Cal Poly

San Diego-area teammates say they’re headed to Cal Poly for football

Jordan Hines is coming to Cal Poly to play football, but the Chula Vista Eastlake High standout might better be known for the immaculate conception of his track and field career.

Hines — along with Eastlake teammate Chris Fletcher, the son of the former San Diego Chargers defensive back by the same name — told The Tribune on Tuesday that both planned to sign national letters of intent to play football for the Mustangs today after giving the Cal Poly coaching staff verbal commitments early last month.

Fletcher was a 5-foot-10, 180-pound running back in Eastlake’s Wing-T attack but comes to San Luis Obispo intending to play cornerback. Hines, a 6-3, 185-pound receiver, also played quarterback and safety at Eastlake, which had an undefeated regular season before bowing out in the semifinals of the CIF-San Diego Section Division I semifinals.

But it was Hines’s sudden rise in the triple jump last season, and his ensuing decision to choose football at Cal Poly over offers to compete in track and field at Cal or Iowa, that’s truly remarkable.

In his first season using track as cross training for football, Hines was a decent hurdler and hoped his long jump marks would get him past the Metro Mesa League finals.

It wasn’t until the last league dual of the regular season that injuries caused coaches to insert Hines into the triple jump for the sake of scoring team points.

“I just never tried it,” Hines said. “I first started long jump that year. We needed a long-jumper, and triple jump is kind of harder to learn. “But it kind of came pretty naturally.”

Hines leapt more than 44 feet in his first triple jump competition, and over the course of the next five weeks, improved his marks through each step of the postseason.

By the state finals, the jumper who’d been practicing the triple jump for little more than a month placed fifth overall with a mark of 48 feet, 10 inches.

“It’s a phenomenal story, and I’m proud of him because now he has that big fix,” Fletcher said. “When he comes to track, I know he’s ready to hit that triple jump. I know he’s going to break 50.”

Said Hines: “I plan on doing it this year and when I go to Cal Poly. My goal is to win state this year. I think if I can get a whole year of training, I can definitely do better than I can in five weeks of training.”

Though Mustangs track and field coordinator Mark Conover might be happy with Hines’s commitment to track, he’ll be making his scholarship money on the football field.

Hines played quarterback his first two prep seasons, moved to receiver as a junior and split time between quarterback and receiver last season.
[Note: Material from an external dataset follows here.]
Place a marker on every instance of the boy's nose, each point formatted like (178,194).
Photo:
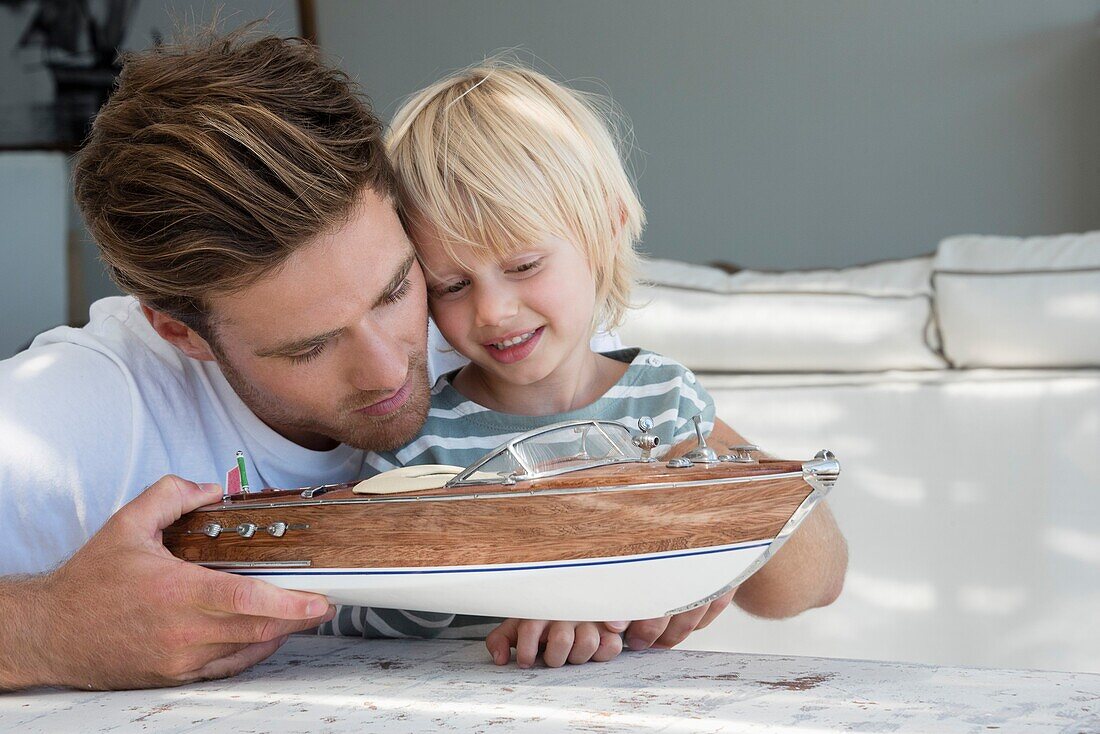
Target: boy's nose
(495,305)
He finished with 578 passing yards and six touchdowns and 304 yards receiving with four touchdown catches.

He’ll enter Cal Poly at receiver, where the Mustangs lost their entire two-deep depth chart — four seniors — to graduation.

Because of Cal Poly’s lack of depth, Hines could contribute right away, but having less experience, he also has plenty of room to grow.

“He’s going to be a go-to guy in three or four years,” Eastlake coach John McFadden said. “People are going to go ‘wow.’ The Notre Dames and Oregons are going to go, ‘Where was this kid in high school.’ ”

Fletcher, who had a football offer from Montana State and also received attention from San Diego State, had more than 600 yards rushing and 1,055 yards from scrimmage with 10 total touchdowns on offense last season.

But with his experience base and bloodline trending toward defense, Fletcher decided he wanted to give out hits rather than take them.

His father had 13 interceptions as a defensive back with the Chargers from 1970 to 1976 and earned a reputation as a hard hitter.

“He’s just a shutdown corner,” McFadden said of the younger Fletcher. “You put him on somebody, they’re not going to get off the ball very easily.”

The younger Fletcher did have to sell his dad on Cal Poly. The elder Fletcher, a modest man who let his son find out about his NFL past completely on his own, initially wanted his only boy to play at the highest level.

But after visiting the campus and becoming comfortable with the coaching staff, both Fletchers came to the same conclusion.

“I feel like I can bring a big benefit to this school and quickly,” the younger Fletcher said. “I feel like my recruiting class and the recruits that were there on our visit, we’re going to do big things.”